Answer to Question #150265 in Math for Asfand Khan

Question #150265

The function f(x;y), defined on pairs of real numbers, satisfies the conditions f(a;a) = 0, f(a; f(b;c)) = f(a;b)+c for any a, b, c. Find f(3.5 ; 7).

Expert's answer

Let "f(a,a)=0" be the condition (1) and "f(a,f(b,c))=f(a,b)+c" be the condition (2).

We have

"f(a,b)+b=f(a,f(b,b))=f(a,0)=f(a,f(a,a))=f(a,a)+a=a", that is "f(a,b)=a-b"

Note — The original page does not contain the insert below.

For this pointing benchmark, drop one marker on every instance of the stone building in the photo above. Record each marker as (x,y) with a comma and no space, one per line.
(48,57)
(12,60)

So we obtain that if "f" satisfies the conditions (1) and (2), then "f(a,b)" can be only "a-b"

Check whether "f(a,b)=a-b" satisfies the conditions (1) and (2).

We have "f(a,a)=a-a=0", so "f(a,b)=a-b" satisfies the condition (1).

Next, "f(a,f(b,c))=f(a,b-c)=a-(b-c)=(a-b)+c=f(a,b)+c", so "f(a,b)=a-b" satisfies the condition (2).

We obtain that "f" satisfies the conditions (1) and (2) if and only if "f(a,b)=a-b", then "f(3.5;7)=3.5-7=-3.5"

Answer: "-3.5"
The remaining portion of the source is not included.